Scout Sunday and the Very Bad Mommy
Last Tuesday night, the "We need" happened, the hand went up and my son volunteered himself to be an usher for Scout Sunday. It is the Sunday nearest the February 8th anniversary of Boy Scouting. As stated on the BSA web site:
A Scout is Reverent
The Boy Scouts of America designates the Sunday that falls before February 8 (Scouting Anniversary Day) as Scout Sunday, which is the primary date to recognize the contributions of young people and adults to Scouting.
So it was decided by Gameboy that we would attend church on Sunday at the Lutheran church that sponsors our Troop and Pack. (and as hosts, they are wonderful!) Obviously, both boys were going. Small problem-these kids hadn't been inside a church since they were toddlers.
Yes, we are bad parents.
I am a lapsed Catholic and Ed went through a fiasco in which his church became a cult (insert long, sordid story here). We did find a church we both really liked back in Maryland, but the nearest congregations of that denomination are in Orlando and Tampa. Instead, we tend to discuss Christianity with the boys in a more direct manner, without the trappings of a pastor and a congregation around us. For a nine year old, Chef holds his own very well in conversations of a theological nature.
So, the drive over to Brandon was made and the Mom in me went over what they could expect in church and what was expected of them, namely:
Be quiet, like when the principal is speaking in an assembly
Pay attention to the pastor
Stand when you're supposed to
No humming, squealing or singing
Do whatever the Scout in charge tells you to do
If you're a regular churchgoer, you're probably noticing I missed something. Other than my brother's wedding, I had not set foot in a Lutheran church sanctuary. When I received confirmation lessons many years ago, I recall talking about the Catholic church being the only one in which we received communion weekly.

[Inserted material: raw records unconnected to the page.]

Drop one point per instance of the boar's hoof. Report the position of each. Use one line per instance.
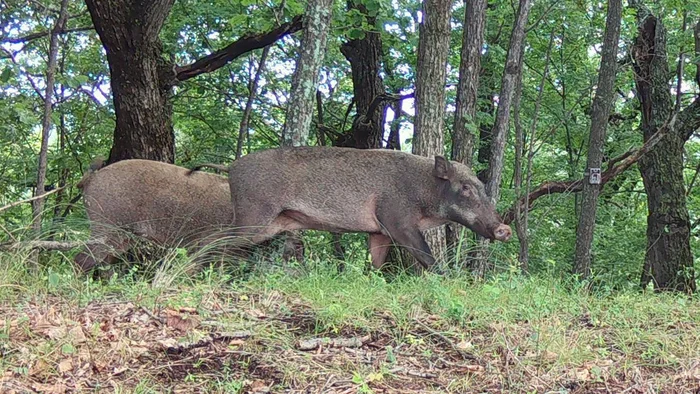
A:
(84, 261)
(502, 232)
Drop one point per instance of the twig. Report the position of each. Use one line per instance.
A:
(445, 339)
(424, 375)
(314, 343)
(208, 340)
(158, 319)
(50, 245)
(14, 204)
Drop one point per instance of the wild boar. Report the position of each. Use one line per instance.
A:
(391, 195)
(155, 200)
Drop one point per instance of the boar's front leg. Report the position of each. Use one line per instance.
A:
(379, 245)
(409, 236)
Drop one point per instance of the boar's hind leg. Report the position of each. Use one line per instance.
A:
(257, 227)
(379, 245)
(101, 253)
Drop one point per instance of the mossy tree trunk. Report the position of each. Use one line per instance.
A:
(668, 262)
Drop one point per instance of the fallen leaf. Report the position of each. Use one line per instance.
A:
(550, 356)
(465, 345)
(168, 342)
(259, 386)
(119, 370)
(55, 332)
(39, 368)
(582, 374)
(65, 365)
(474, 368)
(257, 313)
(181, 322)
(77, 334)
(58, 388)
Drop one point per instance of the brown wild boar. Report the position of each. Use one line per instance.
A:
(391, 195)
(155, 200)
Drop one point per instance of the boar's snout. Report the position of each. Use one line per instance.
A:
(502, 233)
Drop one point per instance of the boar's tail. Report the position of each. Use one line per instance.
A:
(97, 163)
(215, 166)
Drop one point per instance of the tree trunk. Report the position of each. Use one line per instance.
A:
(38, 204)
(138, 76)
(467, 93)
(433, 47)
(602, 105)
(668, 261)
(514, 63)
(365, 56)
(253, 90)
(300, 108)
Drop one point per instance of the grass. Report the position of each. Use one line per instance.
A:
(164, 331)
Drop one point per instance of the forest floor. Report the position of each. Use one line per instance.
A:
(317, 331)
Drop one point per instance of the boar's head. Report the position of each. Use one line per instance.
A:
(463, 200)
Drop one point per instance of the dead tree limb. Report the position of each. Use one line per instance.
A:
(245, 44)
(625, 161)
(14, 204)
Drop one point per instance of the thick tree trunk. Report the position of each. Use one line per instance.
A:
(38, 204)
(139, 78)
(602, 105)
(468, 86)
(365, 57)
(511, 73)
(514, 62)
(467, 93)
(669, 261)
(433, 47)
(253, 91)
(300, 109)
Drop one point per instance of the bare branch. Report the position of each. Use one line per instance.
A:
(14, 204)
(243, 45)
(41, 34)
(553, 187)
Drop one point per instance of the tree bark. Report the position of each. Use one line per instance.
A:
(365, 55)
(38, 204)
(433, 47)
(514, 63)
(253, 87)
(300, 108)
(668, 261)
(468, 85)
(141, 79)
(144, 127)
(602, 105)
(467, 93)
(304, 85)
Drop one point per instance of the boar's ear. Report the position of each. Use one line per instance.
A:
(443, 168)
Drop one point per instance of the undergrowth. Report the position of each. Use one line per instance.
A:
(510, 333)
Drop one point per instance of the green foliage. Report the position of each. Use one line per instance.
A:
(207, 110)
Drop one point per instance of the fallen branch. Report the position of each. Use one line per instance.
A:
(14, 204)
(314, 343)
(623, 161)
(180, 348)
(49, 245)
(450, 343)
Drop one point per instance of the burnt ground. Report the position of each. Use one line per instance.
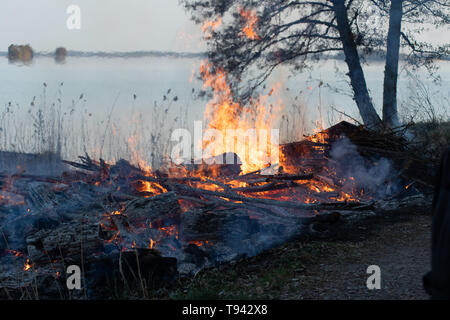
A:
(331, 265)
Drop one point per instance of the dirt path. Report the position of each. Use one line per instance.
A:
(328, 268)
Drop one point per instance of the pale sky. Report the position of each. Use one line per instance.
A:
(106, 25)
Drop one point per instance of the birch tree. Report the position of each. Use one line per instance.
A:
(249, 39)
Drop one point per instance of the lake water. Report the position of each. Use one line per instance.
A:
(118, 107)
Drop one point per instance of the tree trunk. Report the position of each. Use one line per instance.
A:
(390, 114)
(356, 73)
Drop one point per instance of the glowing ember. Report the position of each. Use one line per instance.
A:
(152, 244)
(150, 187)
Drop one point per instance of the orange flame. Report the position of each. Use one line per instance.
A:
(251, 19)
(226, 115)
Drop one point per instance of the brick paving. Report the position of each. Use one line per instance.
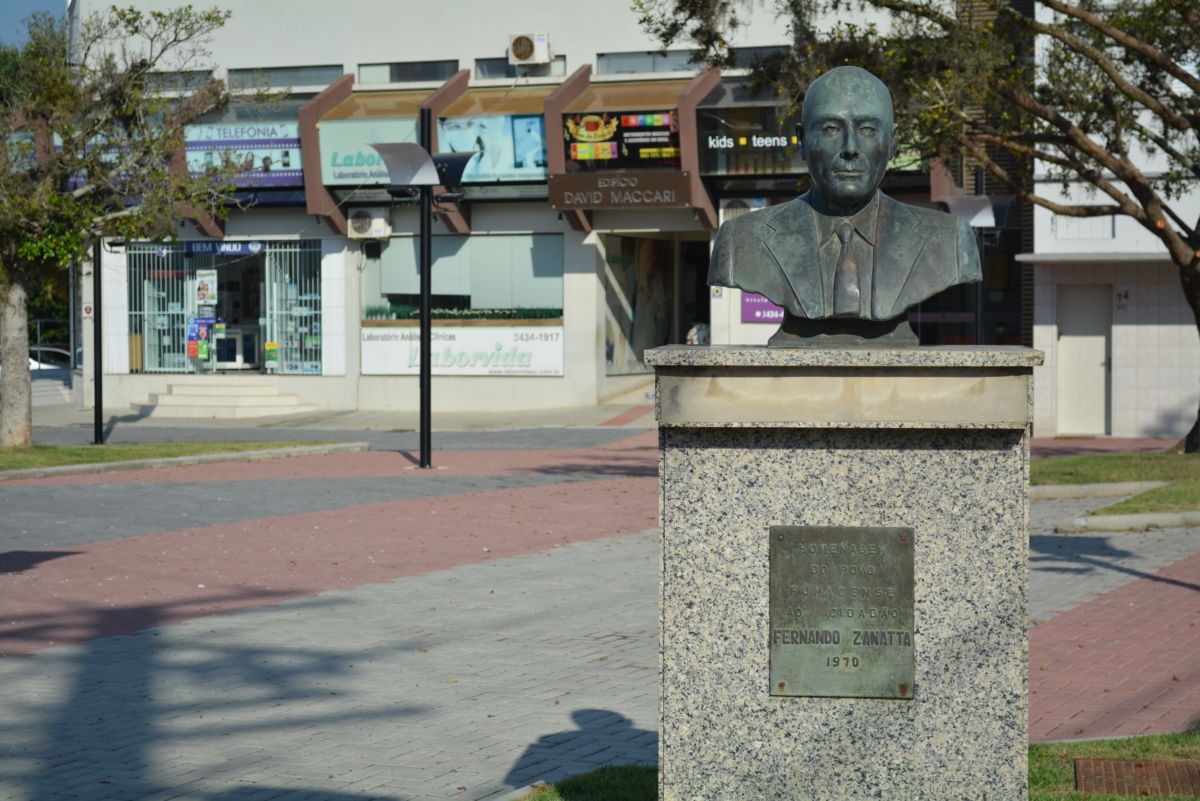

You know what? The Lutherans do.
By virtue of my boys Ushering for this service, I was not seated with them. Once I realized that hey, Lutherans receive communion, the klaxon bells went off in my head "HOLY CRAP! THE BOYS CAN'T TAKE COMMUNION AND I DIDN'T TELL THEM!"
Frantically, I tried to mouth across the aisle "DON'T GO UP THERE!" to my boys, which they promptly ignored. They're good at that, considering they ignore me daily. Mom's telling me to do something? I'll pretend I don't see/hear her.
Thus, they went up to the communion rail and I'm dying of mortification that they'll take communion wafers and consecrated wine like substance and they're still saddled with original sin because their parents aren't big organized religion people. Besides the church we belonged to did adult baptisms.
They went to the rail, the deacon came up and spoke to both boys and it appeared they had, indeed, received these items. Oh, crap! I'm going to burn in hell because I didn't tell them that no way, no how, under no circumstances do you receive communion.
The next ten minutes, I sang the hymms with the congregation thinking that I am horrible for not telling them, what kind of questions are they going to have for me and did they commit some sort of faux pas while at the rail?
Apparently, the deacon arrived at Gameboy first and not recognizing him, asked if he had received his first communion. His answer of "I don't know" was enough for her, and she said "God loves you, God Bless you". The same was done of Chef when she realized they were together.
Thus began a half hour conversation of what exactly was that wafer and drink? I explained the Catholic view, but realized that while the services are very similar (but the Lutherans sing a lot more, which I liked), the part about the body and blood of Christ was rather different. At that point, I was trying real hard to catch the boys attention not to take of it, so I didn't catch the Pastor's words.
Guess I get to do that next Scout Sunday!